取出消息后,根据消息中的Router信息,取出目标的nodeId,如果nodeId没取到,则只记录日志。 然后根据NodeId从ChannelMessageQueue的map中取出通道,然后把消息放到通道中。
整个流程是在一个for循环中,因此这个流程会不断重复执行,直到beehiveContext被关闭。
StartCloudHub
// StartCloudHub starts the cloud hub service
func StartCloudHub(protocolType string, config *hubconfig.Configure, messageq *channelq.ChannelMessageQueue) {
// init certificate
pool := x509.NewCertPool()
ok := pool.AppendCertsFromPEM(config.Ca)
if !ok {
panic(fmt.Errorf("fail to load ca content"))
}
cert, err := tls.X509KeyPair(config.Cert, config.Key)
if err != nil {
panic(err)
}
tlsConfig := tls.Config{
ClientCAs: pool,
ClientAuth: tls.RequireAndVerifyClientCert,
Certificates: []tls.Certificate{cert},
MinVersion: tls.VersionTLS12,
CipherSuites: []uint16{tls.TLS_ECDHE_RSA_WITH_AES_128_GCM_SHA256},
}
handler.InitHandler(config, messageq)
svc := server.Server{
Type: protocolType,
TLSConfig: &tlsConfig,
AutoRoute: true,
ConnNotify: handler.CloudhubHandler.OnRegister,
}
switch protocolType {
case api.ProtocolTypeWS:
svc.Addr = fmt.Sprintf("%s:%d", config.Address, config.Port)

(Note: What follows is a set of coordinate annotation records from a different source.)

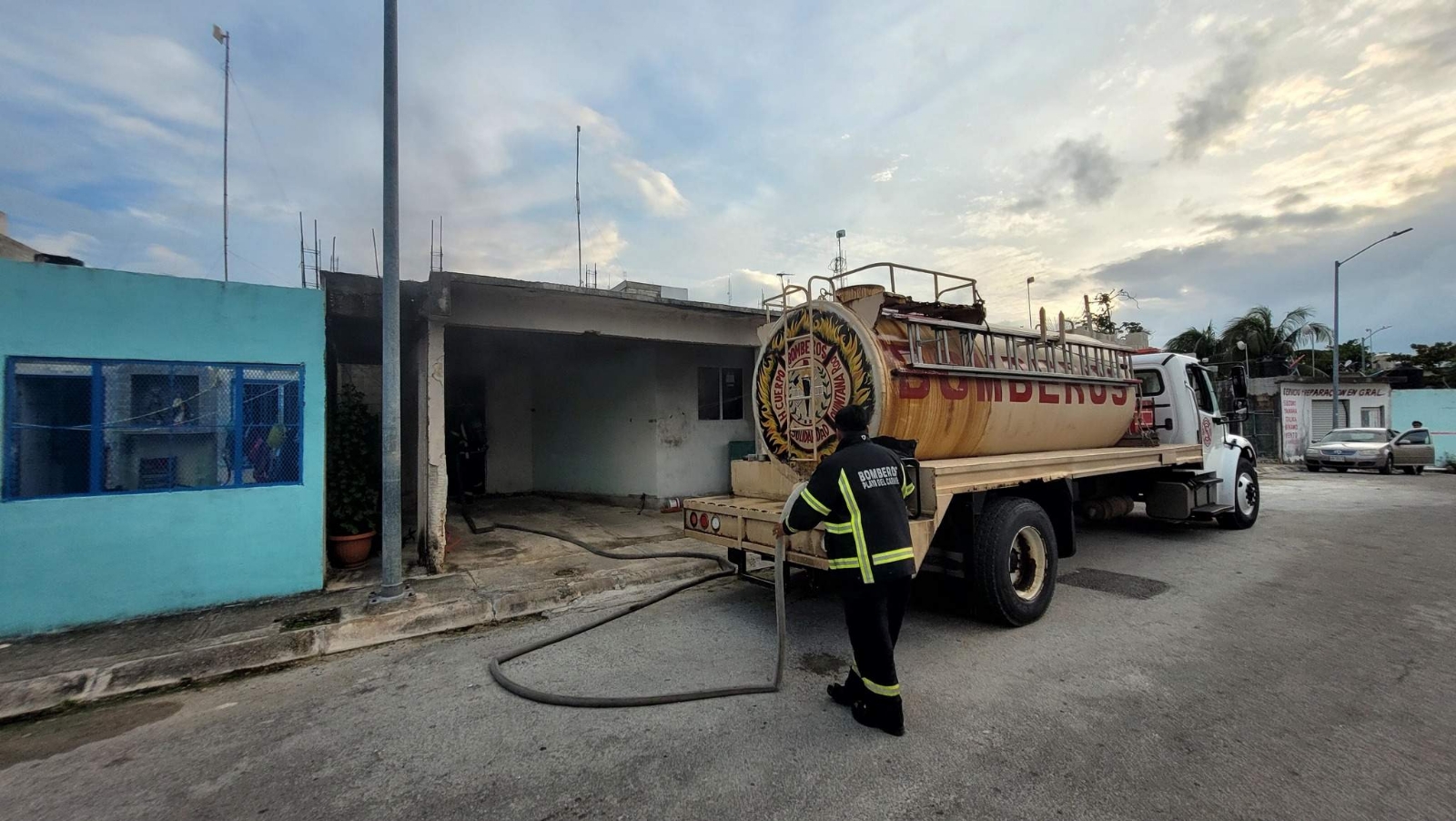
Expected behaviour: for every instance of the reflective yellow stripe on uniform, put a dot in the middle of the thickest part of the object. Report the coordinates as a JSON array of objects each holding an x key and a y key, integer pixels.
[
  {"x": 880, "y": 689},
  {"x": 895, "y": 555},
  {"x": 858, "y": 529},
  {"x": 813, "y": 502}
]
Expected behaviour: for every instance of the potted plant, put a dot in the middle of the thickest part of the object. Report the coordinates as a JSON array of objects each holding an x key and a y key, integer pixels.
[{"x": 353, "y": 478}]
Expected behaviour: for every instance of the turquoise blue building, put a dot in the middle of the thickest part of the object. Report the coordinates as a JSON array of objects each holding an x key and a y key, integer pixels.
[
  {"x": 160, "y": 444},
  {"x": 1436, "y": 410}
]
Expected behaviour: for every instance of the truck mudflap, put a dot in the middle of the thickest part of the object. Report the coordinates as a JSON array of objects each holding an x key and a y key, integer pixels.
[{"x": 743, "y": 522}]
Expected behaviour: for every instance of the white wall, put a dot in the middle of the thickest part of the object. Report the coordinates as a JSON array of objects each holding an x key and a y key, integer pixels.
[
  {"x": 594, "y": 422},
  {"x": 509, "y": 425},
  {"x": 586, "y": 413},
  {"x": 1296, "y": 410},
  {"x": 692, "y": 453}
]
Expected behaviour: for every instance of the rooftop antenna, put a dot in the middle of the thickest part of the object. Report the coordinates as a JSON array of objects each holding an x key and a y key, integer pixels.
[
  {"x": 839, "y": 267},
  {"x": 226, "y": 39},
  {"x": 309, "y": 258},
  {"x": 581, "y": 272},
  {"x": 437, "y": 252}
]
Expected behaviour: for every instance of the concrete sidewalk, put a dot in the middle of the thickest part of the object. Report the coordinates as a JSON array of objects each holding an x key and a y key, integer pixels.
[{"x": 497, "y": 577}]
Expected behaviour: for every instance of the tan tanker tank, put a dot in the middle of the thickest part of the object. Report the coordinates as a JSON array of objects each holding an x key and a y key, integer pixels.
[{"x": 936, "y": 374}]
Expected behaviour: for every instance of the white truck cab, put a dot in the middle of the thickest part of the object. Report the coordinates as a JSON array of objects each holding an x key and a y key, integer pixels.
[{"x": 1187, "y": 410}]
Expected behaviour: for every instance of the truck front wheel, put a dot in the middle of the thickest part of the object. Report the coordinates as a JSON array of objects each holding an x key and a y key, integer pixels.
[
  {"x": 1245, "y": 498},
  {"x": 1012, "y": 563}
]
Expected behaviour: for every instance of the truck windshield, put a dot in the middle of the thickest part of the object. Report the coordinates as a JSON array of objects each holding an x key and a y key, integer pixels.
[
  {"x": 1354, "y": 437},
  {"x": 1203, "y": 388}
]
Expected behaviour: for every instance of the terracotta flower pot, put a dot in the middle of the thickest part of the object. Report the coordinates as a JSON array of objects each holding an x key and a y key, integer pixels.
[{"x": 349, "y": 551}]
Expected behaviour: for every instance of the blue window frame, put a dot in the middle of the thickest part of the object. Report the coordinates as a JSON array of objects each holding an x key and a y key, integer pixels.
[{"x": 106, "y": 427}]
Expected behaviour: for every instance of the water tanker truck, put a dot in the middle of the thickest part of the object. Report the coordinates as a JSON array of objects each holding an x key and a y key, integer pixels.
[{"x": 1008, "y": 434}]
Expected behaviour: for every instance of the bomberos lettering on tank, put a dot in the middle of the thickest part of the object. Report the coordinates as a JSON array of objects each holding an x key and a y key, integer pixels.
[{"x": 980, "y": 390}]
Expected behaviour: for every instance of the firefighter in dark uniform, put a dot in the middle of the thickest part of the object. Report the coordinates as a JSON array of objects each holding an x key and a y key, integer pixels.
[{"x": 859, "y": 492}]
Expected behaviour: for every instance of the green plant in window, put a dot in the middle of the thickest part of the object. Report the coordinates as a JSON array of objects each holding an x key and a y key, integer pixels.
[{"x": 354, "y": 464}]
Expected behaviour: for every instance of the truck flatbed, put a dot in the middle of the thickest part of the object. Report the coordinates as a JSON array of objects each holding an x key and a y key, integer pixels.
[{"x": 746, "y": 522}]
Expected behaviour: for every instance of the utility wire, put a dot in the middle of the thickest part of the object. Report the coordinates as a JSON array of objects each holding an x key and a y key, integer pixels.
[{"x": 261, "y": 145}]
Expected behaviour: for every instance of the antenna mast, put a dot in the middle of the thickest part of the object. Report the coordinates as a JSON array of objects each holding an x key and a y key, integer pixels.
[{"x": 581, "y": 272}]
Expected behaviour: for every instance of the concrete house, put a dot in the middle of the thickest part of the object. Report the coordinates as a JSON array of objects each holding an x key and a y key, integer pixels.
[
  {"x": 632, "y": 393},
  {"x": 162, "y": 444}
]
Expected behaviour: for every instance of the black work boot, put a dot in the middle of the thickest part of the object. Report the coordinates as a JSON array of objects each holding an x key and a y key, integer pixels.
[
  {"x": 849, "y": 692},
  {"x": 881, "y": 714}
]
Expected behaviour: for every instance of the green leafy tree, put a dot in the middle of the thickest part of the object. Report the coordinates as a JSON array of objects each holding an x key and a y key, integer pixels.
[
  {"x": 1264, "y": 338},
  {"x": 1101, "y": 318},
  {"x": 1436, "y": 360},
  {"x": 353, "y": 464},
  {"x": 1198, "y": 342}
]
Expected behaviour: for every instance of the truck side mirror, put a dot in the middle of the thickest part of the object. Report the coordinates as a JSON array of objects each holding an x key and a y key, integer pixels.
[{"x": 1241, "y": 385}]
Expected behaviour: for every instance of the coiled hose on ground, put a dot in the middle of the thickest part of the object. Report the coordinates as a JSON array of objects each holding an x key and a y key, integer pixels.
[{"x": 727, "y": 570}]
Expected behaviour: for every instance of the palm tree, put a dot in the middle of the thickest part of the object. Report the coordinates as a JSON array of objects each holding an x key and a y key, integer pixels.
[
  {"x": 1264, "y": 338},
  {"x": 1201, "y": 344}
]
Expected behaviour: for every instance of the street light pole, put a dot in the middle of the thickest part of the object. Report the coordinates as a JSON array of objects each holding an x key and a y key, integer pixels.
[
  {"x": 1366, "y": 340},
  {"x": 392, "y": 585},
  {"x": 1030, "y": 279},
  {"x": 1334, "y": 360}
]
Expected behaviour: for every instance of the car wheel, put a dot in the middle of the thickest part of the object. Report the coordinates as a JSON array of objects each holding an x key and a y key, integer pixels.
[{"x": 1245, "y": 500}]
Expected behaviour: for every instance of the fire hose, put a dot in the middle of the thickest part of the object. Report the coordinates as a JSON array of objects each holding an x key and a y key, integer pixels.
[{"x": 725, "y": 570}]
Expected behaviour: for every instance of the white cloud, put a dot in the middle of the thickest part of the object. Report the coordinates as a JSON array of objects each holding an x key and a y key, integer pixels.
[
  {"x": 67, "y": 243},
  {"x": 659, "y": 191},
  {"x": 162, "y": 259},
  {"x": 113, "y": 116}
]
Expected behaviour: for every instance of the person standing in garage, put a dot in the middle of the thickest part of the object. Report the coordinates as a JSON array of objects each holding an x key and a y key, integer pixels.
[{"x": 859, "y": 492}]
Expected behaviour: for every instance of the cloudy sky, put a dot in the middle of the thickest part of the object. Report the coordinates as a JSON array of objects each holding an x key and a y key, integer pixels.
[{"x": 1201, "y": 157}]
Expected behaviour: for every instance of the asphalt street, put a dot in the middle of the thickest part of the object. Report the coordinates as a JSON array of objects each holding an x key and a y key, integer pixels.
[{"x": 1303, "y": 668}]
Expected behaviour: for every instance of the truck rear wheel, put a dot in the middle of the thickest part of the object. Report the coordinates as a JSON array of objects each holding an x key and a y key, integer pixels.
[
  {"x": 1245, "y": 498},
  {"x": 1012, "y": 563}
]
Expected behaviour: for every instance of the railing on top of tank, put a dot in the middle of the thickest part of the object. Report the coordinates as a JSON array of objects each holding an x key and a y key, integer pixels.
[
  {"x": 957, "y": 347},
  {"x": 956, "y": 283}
]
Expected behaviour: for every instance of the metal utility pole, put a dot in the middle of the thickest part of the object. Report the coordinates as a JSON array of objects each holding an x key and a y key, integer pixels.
[
  {"x": 1369, "y": 337},
  {"x": 580, "y": 269},
  {"x": 228, "y": 80},
  {"x": 392, "y": 585},
  {"x": 1334, "y": 360},
  {"x": 1030, "y": 279}
]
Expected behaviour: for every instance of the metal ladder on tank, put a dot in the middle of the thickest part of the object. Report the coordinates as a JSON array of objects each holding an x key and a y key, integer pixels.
[{"x": 954, "y": 347}]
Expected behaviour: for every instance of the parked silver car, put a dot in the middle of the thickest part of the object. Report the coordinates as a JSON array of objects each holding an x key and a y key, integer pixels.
[{"x": 1373, "y": 449}]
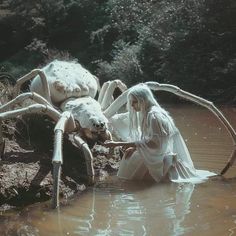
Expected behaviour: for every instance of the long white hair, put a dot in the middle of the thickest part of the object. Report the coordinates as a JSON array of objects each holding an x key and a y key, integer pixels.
[{"x": 138, "y": 120}]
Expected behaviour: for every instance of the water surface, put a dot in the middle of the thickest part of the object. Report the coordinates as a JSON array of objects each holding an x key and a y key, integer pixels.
[{"x": 113, "y": 207}]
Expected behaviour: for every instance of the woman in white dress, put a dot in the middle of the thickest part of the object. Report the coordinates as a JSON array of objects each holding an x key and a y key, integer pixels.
[{"x": 156, "y": 148}]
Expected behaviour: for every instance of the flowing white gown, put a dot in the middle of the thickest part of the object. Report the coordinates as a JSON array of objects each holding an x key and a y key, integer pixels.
[{"x": 170, "y": 160}]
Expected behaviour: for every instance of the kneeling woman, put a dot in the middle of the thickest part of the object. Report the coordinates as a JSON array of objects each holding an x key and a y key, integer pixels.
[{"x": 156, "y": 148}]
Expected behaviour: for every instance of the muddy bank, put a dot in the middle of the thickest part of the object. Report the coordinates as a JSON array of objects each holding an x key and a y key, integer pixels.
[{"x": 26, "y": 168}]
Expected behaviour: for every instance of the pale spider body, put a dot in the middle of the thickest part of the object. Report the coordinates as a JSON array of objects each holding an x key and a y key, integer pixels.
[{"x": 65, "y": 91}]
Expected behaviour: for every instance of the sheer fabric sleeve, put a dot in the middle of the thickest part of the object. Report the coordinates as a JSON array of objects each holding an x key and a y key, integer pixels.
[{"x": 159, "y": 129}]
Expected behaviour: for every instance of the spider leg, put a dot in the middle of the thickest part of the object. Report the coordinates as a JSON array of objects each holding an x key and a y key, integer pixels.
[
  {"x": 122, "y": 99},
  {"x": 21, "y": 98},
  {"x": 35, "y": 108},
  {"x": 107, "y": 91},
  {"x": 205, "y": 103},
  {"x": 65, "y": 123},
  {"x": 30, "y": 76},
  {"x": 88, "y": 157}
]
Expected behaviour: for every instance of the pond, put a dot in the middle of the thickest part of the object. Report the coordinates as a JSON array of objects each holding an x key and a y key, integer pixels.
[{"x": 113, "y": 207}]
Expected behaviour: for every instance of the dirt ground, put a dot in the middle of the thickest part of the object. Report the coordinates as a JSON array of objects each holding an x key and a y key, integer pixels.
[{"x": 26, "y": 168}]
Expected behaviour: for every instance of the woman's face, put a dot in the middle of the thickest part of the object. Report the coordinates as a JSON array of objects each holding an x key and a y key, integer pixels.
[{"x": 134, "y": 103}]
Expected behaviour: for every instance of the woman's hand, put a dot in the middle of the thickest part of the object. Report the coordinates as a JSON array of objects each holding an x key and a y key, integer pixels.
[{"x": 128, "y": 152}]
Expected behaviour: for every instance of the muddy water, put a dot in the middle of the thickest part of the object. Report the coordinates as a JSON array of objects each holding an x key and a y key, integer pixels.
[{"x": 113, "y": 207}]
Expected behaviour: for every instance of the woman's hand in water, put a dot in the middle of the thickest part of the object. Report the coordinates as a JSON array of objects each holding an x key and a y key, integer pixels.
[{"x": 128, "y": 152}]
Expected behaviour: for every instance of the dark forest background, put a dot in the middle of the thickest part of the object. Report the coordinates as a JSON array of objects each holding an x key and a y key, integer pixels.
[{"x": 188, "y": 43}]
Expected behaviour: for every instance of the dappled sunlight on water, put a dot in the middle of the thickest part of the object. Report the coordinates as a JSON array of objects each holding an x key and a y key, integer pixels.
[{"x": 113, "y": 207}]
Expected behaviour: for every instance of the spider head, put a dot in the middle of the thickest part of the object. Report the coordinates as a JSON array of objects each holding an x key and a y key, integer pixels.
[{"x": 88, "y": 114}]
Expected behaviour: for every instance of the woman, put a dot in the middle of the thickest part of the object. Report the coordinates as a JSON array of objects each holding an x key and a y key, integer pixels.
[{"x": 156, "y": 148}]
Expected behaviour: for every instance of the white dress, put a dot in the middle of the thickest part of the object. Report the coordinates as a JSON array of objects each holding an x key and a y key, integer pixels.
[{"x": 170, "y": 160}]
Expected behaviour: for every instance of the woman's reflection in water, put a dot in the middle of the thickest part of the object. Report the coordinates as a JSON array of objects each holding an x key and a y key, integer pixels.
[{"x": 135, "y": 208}]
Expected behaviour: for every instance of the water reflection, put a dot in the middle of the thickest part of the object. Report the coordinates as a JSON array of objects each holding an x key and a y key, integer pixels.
[
  {"x": 129, "y": 209},
  {"x": 119, "y": 208}
]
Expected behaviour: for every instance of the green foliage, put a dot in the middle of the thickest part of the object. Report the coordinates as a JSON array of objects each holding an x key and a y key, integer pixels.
[{"x": 188, "y": 43}]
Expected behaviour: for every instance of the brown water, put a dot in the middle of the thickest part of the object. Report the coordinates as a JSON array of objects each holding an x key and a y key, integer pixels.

svc.ExOpts = api.WSServerOption{Path: "/"}
case api.ProtocolTypeQuic:
svc.Addr = fmt.Sprintf("%s:%d", config.Address, config.QuicPort)
svc.ExOpts = api.QuicServerOption{MaxIncomingStreams: config.MaxIncomingStreams}
default:
panic(fmt.Errorf("invalid protocol, should be websocket or quic"))
}
klog.Infof("Start cloud hub %s server", protocolType)
svc.ListenAndServeTLS("", "")
}
前几行是初始化证书(用于https)的相关配置。然后初始化了一个handler
InitHandler
func InitHandler(config *hubconfig.Configure, eventq *channelq.ChannelMessageQueue) {
once.Do(func() {
CloudhubHandler = &MessageHandle{
KeepaliveInterval: config.KeepaliveInterval,
WriteTimeout: config.WriteTimeout,
MessageQueue: eventq,
NodeLimit: config.NodeLimit,
}
CloudhubHandler.KeepaliveChannel = make(map[string]chan struct{})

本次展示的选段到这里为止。